While the Democrats have initiated this crisis, President Donald Trump is not without fault. The president has never been shy about testing the limits of executive authority. From trade tariffs to border emergency declarations, this administration has consistently bypassed traditional legislative hurdles to achieve its ends. Why, then, is that same “boldness” absent when it comes to the financial security of our essential workers?

The president has the moral, and arguably the legal, standing to issue an executive order directing the Treasury to prioritize the payment of essential personnel during a lapse in appropriations. While the Antideficiency Act generally prohibits government spending without congressional approval, the law provides exceptions for “emergencies involving the safety of human life or the protection of property.” If the work being done by TSA and DHS is critical enough to require them to work without pay, it is critical enough to justify an executive mandate to pay them.

By failing to act, the president is allowing the Democrats to maintain their leverage. He should immediately exercise his executive authority to pay all essential workers, effectively freeing the hostages and shifting the burden of the shutdown back onto the legislators where it belongs.

This is not just a labor issue; it is a national security crisis. During the 35-day shutdown in 2018-19, TSA saw unscheduled absences rise to 8% as officers struggled to find child care or fuel to get to work. When our security screenings are understaffed and our FEMA coordinators are distracted by personal financial ruin, the entire nation is vulnerable.

We are asking people to protect our borders and our airports while they wonder if they can protect their own homes from foreclosure. It is a recipe for disaster. The airlines, which are the primary beneficiaries of the labor provided by TSA and air traffic controllers, should be the first ones at the table demanding this action. The stability of the entire aviation industry — which contributes over $1 trillion to the U.S. economy — rests on the backs of these unpaid workers.

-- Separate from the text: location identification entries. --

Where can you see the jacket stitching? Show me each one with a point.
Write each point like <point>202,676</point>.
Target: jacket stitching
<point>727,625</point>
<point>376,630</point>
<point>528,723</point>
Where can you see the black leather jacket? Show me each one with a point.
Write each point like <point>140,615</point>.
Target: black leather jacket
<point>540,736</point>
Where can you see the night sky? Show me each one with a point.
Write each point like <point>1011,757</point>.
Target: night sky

The president should act now and dare his opponents to stop him. Let the Democratic leadership explain to the American people why they would seek a court injunction from a friendly judge to block paychecks for the people keeping our skies safe.

Let the legal battle play out over whether the president can ensure public safety by paying his staff. In the court of public opinion, the president would hold the high ground. He would be the leader providing for the workers, while his opponents would be the ones filing lawsuits to keep them financially strapped.

The era of using the federal workforce as a political human shield must end. We cannot claim to value “national security” while we systematically devalue the people who provide it. Democrats must stop using the budget process to litigate immigration policy, and the president must stop waiting for a legislative “thank you” before he does the right thing.

Pay the workers. Secure the country. Put the political theater to bed once and for all.

Paul Vallas is an adviser for the Illinois Policy Institute. He ran for Chicago mayor in 2023 and was previously budget director for the city and CEO of Chicago Public Schools.